Let \(y_{ij}\) denote observation \(j\) in group \(i\), \(\bar{y}_i\) denote the mean of group \(i\), \(\bar{y}\) denote the overall mean.
The total sum of squares (SST) can be decomposed as:
\[\text{SST} = \sum_{i=1}^{k} \sum_{j=1}^{n_i} (y_{ij} - \bar{y})^2 \tag{11.4}\]
The between-group sum of squares (SSB) is:
\[\text{SSB} = \sum_{i=1}^{k} n_i (\bar{y}_i - \bar{y})^2 \tag{11.5} \]
Eta squared \((\eta^2)\) is defined as the proportion of total variation explained by the grouping variable:
\[\eta^2 = \frac{\text{SSB}}{\text{SST}} \tag{11.6} \]
Properties:
- \(0 \le \eta^2 \le 1\)
- \(\eta^2 = 0\) indicates no group effect (the categorical and quantitative variables are not associated)
- \(\eta^2 = 1\) indicates perfect separation of groups (perfect association)
Sometimes we take square root: the correlation ratio \(\eta\) is defined as the square root of eta squared:
\[\eta = \sqrt{\eta^2} = \sqrt{ \frac{\text{SSB}}{\text{SST}}} \tag{11.7} \]
The correlation ratio can be interpreted as a generalization of the Pearson correlation coefficient to situations involving situations where one of the variables is categorical and another is quantitative.
11.5 Links
Contingency tables and chi-squared test: https://istats.shinyapps.io/ChiSquaredTest/
11.6 Exercises
Exercise 11.1 In October 2025, 94 students were asked about their gender and eye colour. The responses are summarised in the following contingency table:
| Female | Male | Total | |
|---|---|---|---|
| Blue | 16 | 15 | 31 |
| Brown | 16 | 17 | 33 |
| Green | 5 | 14 | 19 |
| Other | 5 | 6 | 11 |
| Total | 42 | 52 | 94 |
Provide the expected frequencies under the assumption of independence based on the table above.

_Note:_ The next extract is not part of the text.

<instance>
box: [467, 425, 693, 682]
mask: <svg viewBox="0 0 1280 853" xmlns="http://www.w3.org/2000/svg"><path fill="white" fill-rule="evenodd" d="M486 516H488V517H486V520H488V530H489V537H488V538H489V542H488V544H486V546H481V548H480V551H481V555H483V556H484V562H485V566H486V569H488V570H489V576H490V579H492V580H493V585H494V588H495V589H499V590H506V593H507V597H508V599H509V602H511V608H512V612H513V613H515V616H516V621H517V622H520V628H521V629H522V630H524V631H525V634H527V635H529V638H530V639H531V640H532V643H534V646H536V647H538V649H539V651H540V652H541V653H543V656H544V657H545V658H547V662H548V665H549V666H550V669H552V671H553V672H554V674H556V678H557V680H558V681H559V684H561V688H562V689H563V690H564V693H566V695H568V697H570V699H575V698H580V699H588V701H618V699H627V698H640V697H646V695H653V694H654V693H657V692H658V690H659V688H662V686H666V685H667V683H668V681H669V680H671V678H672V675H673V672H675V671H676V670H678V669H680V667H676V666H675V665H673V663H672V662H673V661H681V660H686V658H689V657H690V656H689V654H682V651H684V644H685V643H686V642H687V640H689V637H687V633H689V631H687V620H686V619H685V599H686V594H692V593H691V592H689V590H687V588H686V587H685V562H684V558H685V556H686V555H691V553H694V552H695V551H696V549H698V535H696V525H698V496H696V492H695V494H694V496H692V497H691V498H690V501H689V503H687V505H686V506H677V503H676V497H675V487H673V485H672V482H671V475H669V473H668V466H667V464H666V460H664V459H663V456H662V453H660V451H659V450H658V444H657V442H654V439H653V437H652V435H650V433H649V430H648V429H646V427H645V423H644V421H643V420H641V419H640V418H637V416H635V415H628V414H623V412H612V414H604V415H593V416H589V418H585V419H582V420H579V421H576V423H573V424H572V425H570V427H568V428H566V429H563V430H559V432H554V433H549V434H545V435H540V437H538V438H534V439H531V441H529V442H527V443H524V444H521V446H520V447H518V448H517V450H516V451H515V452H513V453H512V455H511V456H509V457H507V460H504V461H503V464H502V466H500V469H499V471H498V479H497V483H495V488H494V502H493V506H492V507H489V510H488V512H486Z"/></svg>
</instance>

| Female | Male | Total | |
|---|---|---|---|
| Blue | 31 | ||
| Brown | 33 | ||
| Green | 19 | ||
| Other | 11 | ||
| Total | 42 | 52 | 94 |
Compute \(\chi^2\):
Compute Cramer’s V:
Exercise 11.2 94 students were asked whether they agree or disagree with the following statement: “Statistics is difficult”. Their answers are presented in a contingency table below. Compute an appropriate association measure. What are your conclusions?
| Female | Male | Total | |
|---|---|---|---|
| Agree | 20 | 24 | 44 |
| Neither agree nor disagree | 17 | 18 | 35 |
| Disagree | 5 | 10 | 15 |
| Total. | 42 | 52 | 94 |
Exercise 11.3 At three lectures in three different groups, the lecturer brought a large jar filled with coins and asked the students to guess the total amount of money inside.
Using the linked data, show whether there is an association between the group and the estimated amount.